Fausthiebe, Fußtritte, Stockschläge: Griechische Polizisten gehen nicht gerade zimperlich mit Festgenommenen um. Jetzt erhebt das Antifolterkomitee des Europarates schwere Vorwürfe.

Es sind Szenen, wie man sie in einer Diktatur erwarten würde. Tatsächlich aber sollen sie sich in einem demokratischen Land ereignen - mitten in Europa: Im Polizeigewahrsam in Griechenland kommt es offenbar zu brutalen Übergriffen auf Festgenommene. Fausthiebe, Fußtritte und Stockschläge seien gängige Praktiken. Einige grenzten an Folter. Zu diesem Ergebnis kommt ein Bericht des Antifolterkomitees des Europarates.

Brutale Übergriffe und menschenunwürdige Lebensumstände: In griechischen Gefängnissen und Abschiebezentren sollen teils katastrophale Zustände herrschen. (Foto: dpa)

In Thessaloniki sei einem Mann eine Plastiktüte über den Kopf gestülpt worden - und die Beamten hätten gedroht, ihn zu vergewaltigen. Auch in Gefängnissen und Abschiebezentren herrschten teils katastrophale Zustände, kritisieren die Menschenrechtsexperten in ihrem am Mittwoch in Straßburg vorgelegten Report. Die Regierung in Athen wies die Beschuldigungen über schwere Misshandlungen zurück.

Keine Flüchtlinge mehr nach Griechenland

Untragbare Zustände sollen auch in den Abschiebezentren für Flüchtlinge herrschen, die aus anderen Ländern nach Griechenland zurückgeschickt werden. Die Menschen könnten sich dort kaum waschen, hätten keine Seife und nicht einmal Toilettenpapier, so die Kritik des Europarates. Als ein Negativ-Beispiel nannten die Autoren das Abschiebezentrum am Athener Flughafen.

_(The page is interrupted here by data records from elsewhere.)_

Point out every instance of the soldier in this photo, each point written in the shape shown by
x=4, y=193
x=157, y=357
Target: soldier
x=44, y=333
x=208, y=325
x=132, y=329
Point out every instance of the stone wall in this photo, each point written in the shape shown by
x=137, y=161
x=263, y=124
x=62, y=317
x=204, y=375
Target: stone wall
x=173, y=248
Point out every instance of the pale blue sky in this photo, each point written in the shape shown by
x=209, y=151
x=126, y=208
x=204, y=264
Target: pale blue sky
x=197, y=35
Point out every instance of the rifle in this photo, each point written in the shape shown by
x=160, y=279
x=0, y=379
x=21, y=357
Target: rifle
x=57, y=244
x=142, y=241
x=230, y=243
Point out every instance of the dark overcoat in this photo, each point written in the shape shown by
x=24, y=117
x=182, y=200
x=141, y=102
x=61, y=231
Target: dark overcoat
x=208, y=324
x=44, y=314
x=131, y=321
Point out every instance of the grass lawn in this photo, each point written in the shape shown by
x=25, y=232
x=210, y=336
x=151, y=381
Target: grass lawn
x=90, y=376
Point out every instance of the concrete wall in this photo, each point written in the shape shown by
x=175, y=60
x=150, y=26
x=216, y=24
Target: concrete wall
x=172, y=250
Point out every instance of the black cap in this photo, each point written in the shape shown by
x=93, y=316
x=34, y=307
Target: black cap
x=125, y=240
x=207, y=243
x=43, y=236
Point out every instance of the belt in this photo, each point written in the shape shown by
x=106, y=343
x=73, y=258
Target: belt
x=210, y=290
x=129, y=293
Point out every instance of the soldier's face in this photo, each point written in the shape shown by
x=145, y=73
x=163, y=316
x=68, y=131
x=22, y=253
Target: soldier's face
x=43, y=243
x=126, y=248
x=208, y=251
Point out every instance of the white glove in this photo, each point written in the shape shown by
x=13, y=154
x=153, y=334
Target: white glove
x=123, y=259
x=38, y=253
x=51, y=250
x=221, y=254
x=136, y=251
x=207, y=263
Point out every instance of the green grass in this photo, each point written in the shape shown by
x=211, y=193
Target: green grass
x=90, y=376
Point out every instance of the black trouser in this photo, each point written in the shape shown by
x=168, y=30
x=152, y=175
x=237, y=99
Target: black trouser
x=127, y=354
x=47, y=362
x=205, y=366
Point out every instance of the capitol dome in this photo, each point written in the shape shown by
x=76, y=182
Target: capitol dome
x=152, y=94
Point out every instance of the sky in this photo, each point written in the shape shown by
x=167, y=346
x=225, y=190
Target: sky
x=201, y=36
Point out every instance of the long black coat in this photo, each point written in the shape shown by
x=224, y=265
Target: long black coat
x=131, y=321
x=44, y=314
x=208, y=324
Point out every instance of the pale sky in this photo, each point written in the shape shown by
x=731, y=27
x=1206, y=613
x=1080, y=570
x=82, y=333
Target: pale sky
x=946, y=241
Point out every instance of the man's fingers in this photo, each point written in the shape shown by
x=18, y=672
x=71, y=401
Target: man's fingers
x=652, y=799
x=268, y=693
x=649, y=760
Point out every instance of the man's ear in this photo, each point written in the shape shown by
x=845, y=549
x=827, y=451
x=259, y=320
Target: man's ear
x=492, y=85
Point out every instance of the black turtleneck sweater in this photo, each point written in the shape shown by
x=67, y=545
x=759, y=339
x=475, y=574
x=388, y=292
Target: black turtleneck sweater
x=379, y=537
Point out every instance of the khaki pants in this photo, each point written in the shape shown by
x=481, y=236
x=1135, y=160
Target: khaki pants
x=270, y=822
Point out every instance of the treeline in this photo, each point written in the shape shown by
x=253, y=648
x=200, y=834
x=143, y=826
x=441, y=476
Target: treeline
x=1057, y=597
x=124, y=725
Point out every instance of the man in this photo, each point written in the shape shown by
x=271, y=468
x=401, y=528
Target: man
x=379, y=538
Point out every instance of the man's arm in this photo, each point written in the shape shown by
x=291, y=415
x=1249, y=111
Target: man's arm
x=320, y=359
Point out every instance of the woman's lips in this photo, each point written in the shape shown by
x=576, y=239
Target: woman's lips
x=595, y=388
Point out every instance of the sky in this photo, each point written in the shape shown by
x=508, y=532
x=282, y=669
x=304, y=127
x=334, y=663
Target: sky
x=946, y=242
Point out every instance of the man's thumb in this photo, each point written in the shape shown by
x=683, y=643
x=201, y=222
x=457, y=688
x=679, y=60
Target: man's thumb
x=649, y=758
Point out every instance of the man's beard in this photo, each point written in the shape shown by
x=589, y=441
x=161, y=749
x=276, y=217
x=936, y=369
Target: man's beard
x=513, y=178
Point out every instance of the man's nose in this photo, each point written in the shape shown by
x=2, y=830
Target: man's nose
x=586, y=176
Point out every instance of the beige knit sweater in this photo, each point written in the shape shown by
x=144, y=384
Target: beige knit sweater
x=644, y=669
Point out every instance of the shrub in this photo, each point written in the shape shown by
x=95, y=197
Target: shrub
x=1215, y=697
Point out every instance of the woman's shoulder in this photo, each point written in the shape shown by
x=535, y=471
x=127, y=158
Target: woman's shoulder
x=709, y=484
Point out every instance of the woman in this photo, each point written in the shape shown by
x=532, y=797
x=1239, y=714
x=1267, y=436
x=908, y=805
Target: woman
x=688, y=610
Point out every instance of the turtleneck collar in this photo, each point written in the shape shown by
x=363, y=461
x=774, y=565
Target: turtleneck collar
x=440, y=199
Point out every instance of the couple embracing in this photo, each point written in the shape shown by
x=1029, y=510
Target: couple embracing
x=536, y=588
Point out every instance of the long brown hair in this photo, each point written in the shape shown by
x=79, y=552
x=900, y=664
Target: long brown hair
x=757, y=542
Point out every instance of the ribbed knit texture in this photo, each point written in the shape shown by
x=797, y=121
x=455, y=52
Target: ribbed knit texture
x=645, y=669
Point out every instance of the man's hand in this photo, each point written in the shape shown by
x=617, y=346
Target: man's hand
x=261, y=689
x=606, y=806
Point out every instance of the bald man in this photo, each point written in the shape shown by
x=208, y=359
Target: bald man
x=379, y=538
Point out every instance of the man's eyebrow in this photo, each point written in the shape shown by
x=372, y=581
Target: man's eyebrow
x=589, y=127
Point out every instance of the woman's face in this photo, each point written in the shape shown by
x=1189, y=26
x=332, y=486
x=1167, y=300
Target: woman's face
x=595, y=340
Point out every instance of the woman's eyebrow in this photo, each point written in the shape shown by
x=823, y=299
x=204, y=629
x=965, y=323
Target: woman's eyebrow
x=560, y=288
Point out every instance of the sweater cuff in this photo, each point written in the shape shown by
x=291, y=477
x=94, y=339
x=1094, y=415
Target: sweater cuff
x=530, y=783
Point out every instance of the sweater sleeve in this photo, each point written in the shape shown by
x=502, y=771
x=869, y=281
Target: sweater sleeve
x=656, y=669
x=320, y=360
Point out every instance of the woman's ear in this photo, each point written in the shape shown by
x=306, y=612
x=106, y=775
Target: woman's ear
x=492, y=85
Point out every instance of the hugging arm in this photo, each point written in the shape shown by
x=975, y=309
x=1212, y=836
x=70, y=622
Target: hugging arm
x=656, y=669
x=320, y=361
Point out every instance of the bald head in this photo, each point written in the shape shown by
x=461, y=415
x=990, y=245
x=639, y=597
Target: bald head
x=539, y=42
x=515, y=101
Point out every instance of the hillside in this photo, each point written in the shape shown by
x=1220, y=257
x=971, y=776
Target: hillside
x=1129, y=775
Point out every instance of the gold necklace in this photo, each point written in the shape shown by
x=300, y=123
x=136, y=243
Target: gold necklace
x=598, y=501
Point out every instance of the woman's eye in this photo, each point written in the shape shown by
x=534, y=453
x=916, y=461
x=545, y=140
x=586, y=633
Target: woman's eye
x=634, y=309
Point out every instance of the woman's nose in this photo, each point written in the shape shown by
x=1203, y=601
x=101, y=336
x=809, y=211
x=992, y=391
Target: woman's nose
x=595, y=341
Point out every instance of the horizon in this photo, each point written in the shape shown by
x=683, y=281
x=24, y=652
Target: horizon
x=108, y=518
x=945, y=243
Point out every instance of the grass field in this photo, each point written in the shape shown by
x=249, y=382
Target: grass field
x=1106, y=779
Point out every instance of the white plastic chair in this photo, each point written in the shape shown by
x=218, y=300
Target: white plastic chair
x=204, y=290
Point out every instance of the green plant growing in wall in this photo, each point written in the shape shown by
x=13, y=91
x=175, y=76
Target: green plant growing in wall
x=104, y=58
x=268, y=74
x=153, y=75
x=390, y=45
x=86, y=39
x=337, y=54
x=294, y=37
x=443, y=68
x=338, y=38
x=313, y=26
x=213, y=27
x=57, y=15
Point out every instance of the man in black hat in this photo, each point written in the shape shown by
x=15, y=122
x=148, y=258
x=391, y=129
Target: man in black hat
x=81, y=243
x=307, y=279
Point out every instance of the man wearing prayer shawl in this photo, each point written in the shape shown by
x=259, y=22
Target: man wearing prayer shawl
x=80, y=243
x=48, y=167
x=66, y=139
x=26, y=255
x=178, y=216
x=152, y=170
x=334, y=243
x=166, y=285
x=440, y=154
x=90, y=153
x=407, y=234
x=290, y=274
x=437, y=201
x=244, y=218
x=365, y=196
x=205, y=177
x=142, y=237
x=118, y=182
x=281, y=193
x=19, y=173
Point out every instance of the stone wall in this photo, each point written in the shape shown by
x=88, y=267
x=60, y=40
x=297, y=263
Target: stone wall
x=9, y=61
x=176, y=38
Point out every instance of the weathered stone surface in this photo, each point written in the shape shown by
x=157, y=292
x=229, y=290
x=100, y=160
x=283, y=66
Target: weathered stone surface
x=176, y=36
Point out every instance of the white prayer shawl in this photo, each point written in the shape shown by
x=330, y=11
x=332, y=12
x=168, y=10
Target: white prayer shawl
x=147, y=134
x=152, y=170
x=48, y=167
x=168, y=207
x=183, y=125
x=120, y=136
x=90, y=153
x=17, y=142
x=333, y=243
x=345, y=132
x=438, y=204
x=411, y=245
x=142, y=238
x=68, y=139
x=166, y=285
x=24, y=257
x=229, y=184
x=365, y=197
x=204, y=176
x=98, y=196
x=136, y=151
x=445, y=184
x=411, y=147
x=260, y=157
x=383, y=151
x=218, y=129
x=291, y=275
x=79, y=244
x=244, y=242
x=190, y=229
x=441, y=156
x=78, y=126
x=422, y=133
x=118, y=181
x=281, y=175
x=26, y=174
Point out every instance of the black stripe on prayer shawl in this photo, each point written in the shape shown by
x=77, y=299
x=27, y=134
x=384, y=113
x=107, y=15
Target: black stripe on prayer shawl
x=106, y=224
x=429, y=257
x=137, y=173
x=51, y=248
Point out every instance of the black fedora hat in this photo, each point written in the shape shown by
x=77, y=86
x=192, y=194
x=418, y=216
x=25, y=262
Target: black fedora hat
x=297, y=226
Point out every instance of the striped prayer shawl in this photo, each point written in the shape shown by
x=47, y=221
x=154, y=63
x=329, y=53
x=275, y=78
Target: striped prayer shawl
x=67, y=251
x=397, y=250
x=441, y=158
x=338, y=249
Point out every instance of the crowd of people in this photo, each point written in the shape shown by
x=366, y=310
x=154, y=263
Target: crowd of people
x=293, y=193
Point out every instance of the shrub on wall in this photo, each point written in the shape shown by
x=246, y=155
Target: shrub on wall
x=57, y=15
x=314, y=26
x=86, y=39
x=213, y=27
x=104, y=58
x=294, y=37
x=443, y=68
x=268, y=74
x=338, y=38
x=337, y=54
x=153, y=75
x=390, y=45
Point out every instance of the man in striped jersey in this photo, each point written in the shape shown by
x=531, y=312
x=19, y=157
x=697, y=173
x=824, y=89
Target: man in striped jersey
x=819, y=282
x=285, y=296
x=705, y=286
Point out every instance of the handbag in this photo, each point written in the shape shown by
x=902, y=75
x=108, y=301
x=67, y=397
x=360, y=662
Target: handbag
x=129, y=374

Wegen dieser Zustände hat der Europäische Gerichtshof für Menschenrechte (EGMR) kürzlich an Länder wie Österreich, die Niederlande und Großbritannien appelliert, bis auf weiteres keine Flüchtlinge mehr nach Griechenland zurückzuschicken.

Auch in einigen Gefängnissen soll die Lage dramatisch sein. Als "menschenunwürdig" beschreibt das Komitee die Lage im Gefängnis in Amfissa, 200 Kilometer nordwestlich von Athen: wegen Überfüllung, unzureichender und verseuchter Schlafplätze, Personalmangels und fehlender ärztlicher Versorgung. Überbelegung sei allerdings nicht nur ein Problem in Griechenland.

Der Bericht des Antifolterkomitees war usprünglich vertraulich - doch die Regierung in Athen genehmigte die Veröffentlichung und publizierte gleichzeitig einen eigenen Bericht mit mehr als 70 Seiten, der zu den Vorwürfen Stellung nimmt. Darin heißt es, Ermittlungen einzelner, schwerer Fälle hätten keine Ergebnisse erbracht.

Das Antifolterkomitee überprüft regelmäßig die Haftbedingungen in den 47 Europaratsländern. Ärzte und Menschenrechtsexperten des Komitees hatten im September 2009 griechische Polizeidienststellen, Haftanstalten und Abschiebezentren kontrolliert.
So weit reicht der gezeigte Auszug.